What to know for Chicago Mayor Lightfoot’s “State of the City” address

August 27, 2019

IPI experts available for comment ahead of Thursday's "State of the City" address

CHICAGO (Aug. 27, 2019) – Pension reform and reasonable labor contracts are the answers to Chicago’s nearly $30 billion net deficit, according to a new Illinois Policy Institute analysis.

The Institute found pensions and personnel costs are the No. 1 cost-drivers of the city’s budget deficit, consuming $5.2 billion total, or nearly 60% of the city’s $8.9 billion local revenues this year.

The analysis examines the magnitude of these costs and provides recommendations for Chicago Mayor Lori Lightfoot ahead of Thursday’s “State of the City” address.

Experts from the nonpartisan Illinois Policy Institute are available for media interviews in Chicago, Springfield and across Illinois.

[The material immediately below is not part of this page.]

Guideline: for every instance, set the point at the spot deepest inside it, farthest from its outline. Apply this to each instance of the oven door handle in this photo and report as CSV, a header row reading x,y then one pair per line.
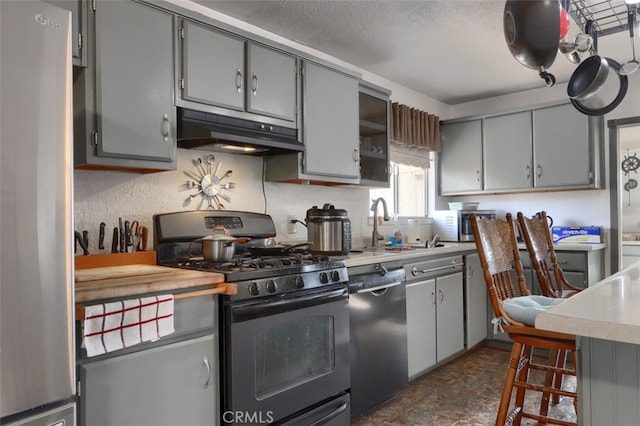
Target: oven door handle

  • Total debt in Chicago-controlled pension funds is $29.2 billion. Including the other four pension systems Chicago taxpayers are on the hook for, that burden rises to $41.8 billion, more than 44 U.S. states.
  • When tallying all Chicago and Illinois debt, each Chicago taxpayer owes $119,000, the highest taxpayer debt burden among the 10 most populous U.S. cities.
  • City-controlled pension funds are only 25% funded.
  • 100% of Chicago’s property tax revenues will go toward pensions as well as principal and interest payments on city debt.
  • Chicago’s pension contributions are set to spike twice during the next decade: In 2021, pension contributions could reach $1.67 billion, about $5 million higher than this year’s contributions. By 2023, pension contributions could reach over $2.1 billion, roughly a $1 billion increase from just four years earlier.
  • The city’s structural budget deficit dates back to at least 2005. Since 2011 the city’s expenses have exceeded revenues.
  • Personnel-related expenses consume the largest portion of the city’s budget, costing the city nearly $3.9 billion per year. Police and firefighters represent 38.5 percent and 14.6 percent, respectively, of the city’s workforce and a majority of its personnel expenses.
  • During former Chicago Mayor Rahm Emanuel’s term, Chicagoans suffered $864 million in annual tax increases through property taxes, water and sewer fees, and the 911 surcharge.
Quote from Adam Schuster, director of budget and tax research for the nonpartisan Illinois Policy Institute:“Mayor Lori Lightfoot is in a precarious position, and Chicago’s legacy of debt and its massive pension crisis make it difficult to balance a budget. These are the issues that must be addressed to get out of this hole. Mayor Lightfoot has the platform and the power to do something that would change the trajectory of Chicago and Illinois’ futures: She could lead the charge for true pension reform by calling on Springfield to amend the state’s constitution.

“More taxes are the last thing Chicago needs. With four years of population loss driven by one of the nation’s highest combined state and local tax burdens, we can hardly afford further tax increases. Balancing Chicago’s budget will only get harder each year until Illinois gets serious about solving its state and local pension crises. And until then, taxpayers will either be forced to suffer or join the exodus.”